Нужно обратиться по меньшей мере к еще одной сцене «Circonfession», помимо смерти матери, – к уже упомянутой смерти в 1929 году брата Поля. Жак инсценирует свое рождение как замену, возмещение оплакиваемого матерью брата. Он сам – дитя траура, и его я изначально отмечено смертью брата и материнской скорбью. Différance, нетождественность-самому-себе, возникает уже с самого начала, если не до него, с тени умершего брата, со скорби матери, которая, глядя на него, думает об утраченном ребенке, которая и 58 лет спустя, на смертном одре, не узнаёт или не помнит его, как если бы всегда видела в нем другого: «я плачу от имени моей мамы над ребенком, заменой которого являюсь».[745] Этим автобиография также изначально отстранена, устранена, конвертирована, или, говоря по-дерридеански, подвергнута динамике различе/ания. Надо сказать, что творчество Деррида, уже задолго до этого собственно автобиографического текста, было отмечено тематикой скорби и меланхолии; вспомним «Glas» (1974), «Fors» (предисловие к «Le verbier de l'homme aux loups» H. Абрахама и M. Торок (1976)) и «О почтовой открытке…».[746] Деррида подробно разбирает понятие меланхолии как тайник и шифр у Абрахама и Торок. Конфигурирующая меня меланхолия что-то кодирует, что-то держит в тайне: умершего брата, постыдное обрезание, а может быть, еще что-то гораздо большее, вокруг чего все тайно вертится. И где же найти меня самого? Как раз в бесчисленных кодировках, в бесчисленных тайниках, указания на которые я рассыпаю по своим произведениям. Кто пытается меня ухватить, рано или поздно ломает зубы о шифровки, ловушки и риторические уловки: «Монтень говорил: „Я постоянно от себя отрекаюсь“; невозможно проследить мой след, как след СПИДа, я не пишу и не произвожу ничего другого, как это блуждоназначение (destinerrance) моего желания».[747] Кто следует за мной, будет словно заражен СПИДом; не зная того, он потеряется, прежде всего потому, что я сам изначально потерян и тем самым отказался от малейшей претензии на начало, на исток, на идентичность.

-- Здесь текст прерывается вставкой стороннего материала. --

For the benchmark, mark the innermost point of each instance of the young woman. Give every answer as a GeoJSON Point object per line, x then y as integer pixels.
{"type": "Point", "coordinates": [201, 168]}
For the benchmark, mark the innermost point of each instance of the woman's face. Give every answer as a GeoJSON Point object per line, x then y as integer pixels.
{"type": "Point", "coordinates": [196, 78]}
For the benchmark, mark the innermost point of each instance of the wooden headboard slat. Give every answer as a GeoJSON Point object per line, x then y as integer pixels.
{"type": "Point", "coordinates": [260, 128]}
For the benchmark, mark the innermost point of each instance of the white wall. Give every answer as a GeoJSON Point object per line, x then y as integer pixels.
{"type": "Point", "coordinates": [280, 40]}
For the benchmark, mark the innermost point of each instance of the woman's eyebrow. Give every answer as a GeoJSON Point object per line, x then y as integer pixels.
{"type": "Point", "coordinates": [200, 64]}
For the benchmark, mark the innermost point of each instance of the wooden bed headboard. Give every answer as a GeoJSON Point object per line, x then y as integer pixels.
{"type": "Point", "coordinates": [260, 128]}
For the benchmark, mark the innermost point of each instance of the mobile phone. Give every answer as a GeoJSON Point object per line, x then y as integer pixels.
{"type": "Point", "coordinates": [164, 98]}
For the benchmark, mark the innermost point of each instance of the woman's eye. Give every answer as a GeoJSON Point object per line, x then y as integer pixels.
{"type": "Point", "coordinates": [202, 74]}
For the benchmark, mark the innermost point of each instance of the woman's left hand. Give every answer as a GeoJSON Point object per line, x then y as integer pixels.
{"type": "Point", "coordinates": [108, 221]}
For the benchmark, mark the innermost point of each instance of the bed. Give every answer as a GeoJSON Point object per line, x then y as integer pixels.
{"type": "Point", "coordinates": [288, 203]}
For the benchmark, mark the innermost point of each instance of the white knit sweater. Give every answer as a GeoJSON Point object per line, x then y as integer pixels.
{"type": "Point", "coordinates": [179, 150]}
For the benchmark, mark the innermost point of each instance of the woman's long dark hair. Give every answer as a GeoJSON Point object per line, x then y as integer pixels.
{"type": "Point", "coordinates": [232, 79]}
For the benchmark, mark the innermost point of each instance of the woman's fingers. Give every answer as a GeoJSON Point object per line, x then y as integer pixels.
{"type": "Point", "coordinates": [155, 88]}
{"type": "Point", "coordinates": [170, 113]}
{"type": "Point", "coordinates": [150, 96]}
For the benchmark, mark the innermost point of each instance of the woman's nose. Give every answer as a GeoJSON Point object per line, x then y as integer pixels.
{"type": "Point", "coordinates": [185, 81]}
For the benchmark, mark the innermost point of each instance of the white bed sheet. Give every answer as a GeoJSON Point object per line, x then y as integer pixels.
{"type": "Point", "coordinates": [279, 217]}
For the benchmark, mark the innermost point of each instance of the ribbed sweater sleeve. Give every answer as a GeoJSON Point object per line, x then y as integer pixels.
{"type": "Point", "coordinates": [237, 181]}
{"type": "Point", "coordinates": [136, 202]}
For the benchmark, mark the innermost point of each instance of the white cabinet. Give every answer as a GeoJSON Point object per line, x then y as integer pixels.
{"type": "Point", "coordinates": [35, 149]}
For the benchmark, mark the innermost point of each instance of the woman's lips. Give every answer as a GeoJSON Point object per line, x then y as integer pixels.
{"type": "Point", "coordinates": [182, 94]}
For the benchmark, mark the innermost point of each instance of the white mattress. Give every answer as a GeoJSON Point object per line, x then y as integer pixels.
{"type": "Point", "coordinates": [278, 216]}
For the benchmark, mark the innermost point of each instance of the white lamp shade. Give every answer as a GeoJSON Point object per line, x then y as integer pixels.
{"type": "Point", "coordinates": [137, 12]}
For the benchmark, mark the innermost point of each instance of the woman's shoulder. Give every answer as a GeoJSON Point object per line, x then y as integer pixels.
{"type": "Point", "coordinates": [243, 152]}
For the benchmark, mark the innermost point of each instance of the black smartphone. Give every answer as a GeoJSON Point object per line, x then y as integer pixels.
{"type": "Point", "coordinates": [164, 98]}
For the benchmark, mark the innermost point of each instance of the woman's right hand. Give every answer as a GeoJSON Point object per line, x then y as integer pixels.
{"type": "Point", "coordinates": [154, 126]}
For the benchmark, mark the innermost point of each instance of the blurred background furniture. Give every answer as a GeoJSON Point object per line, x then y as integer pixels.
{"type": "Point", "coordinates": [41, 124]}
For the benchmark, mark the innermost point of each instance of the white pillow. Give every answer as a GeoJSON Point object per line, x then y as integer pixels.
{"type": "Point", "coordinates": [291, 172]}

Меня можно найти только в моих шифровках, в моих тайниках, в том, что я храню в тайне и тайность чего признаю. Тем самым признается также и то, что меня можно найти только там, где я пишу, где я через письмо, т. е. через (вос)производство промежутка, различе/ания, разрыва с самим собой отличаюсь от себя – себя как еврея или французского философа, как выпускника той или иной престижной школы, как обладателя того или иного титула или даже как живого существа.[748]
Вместо того чтобы писать, заниматься письмом, Деррида мог/ должен был удовольствоваться карьерой философа. Но он «уже всегда» хотел писать, уже всегда был между философией и литературой. Тайная еврейская идентичность (обрезание) символизировала для него заражение философского дискурса,[749] logos'a, субъективностью, превращающейся в письмо, в стиль, в идиому и со временем становящейся все более явной, все более стилизированной. Тенденция такова, что с годами читателям было все сложнее следить за Деррида, потому, в частности, что в своих текстах он все больше и больше становился самим собой, т. е. неузнаваемым. В ряде работ (в «Glas», в «Шпорах. Стили Ницше» (1978), «О почтовой открытке…», в «Ухе другого» (1982), «Signeponge» (1988), «Otobiographies…», «Forcener le subjectile. Etude pour les dessins et portraits d'Antonin Artaud» (1986) и других) он разрабатывает эту проблематику инфицирования философского дискурса субъективностью (или литературой, письмом, искаженной идентичностью и т. д.). Я есмь там, где я пишу, не там, где я держу философские речи. Сначала было писание, письмо, сам-от-себя-различе/ание, сам-от-себя-отделение и связанная с ним скорбь. Это означает, в частности, что голос вторичен, что ему у Деррида отказывается в дарованных метафизикой привилегиях: только в результате вытеснения изначального различе/ания писания или письма голос в западноевропейской традиции становится местом истины, подлинности, присутствия.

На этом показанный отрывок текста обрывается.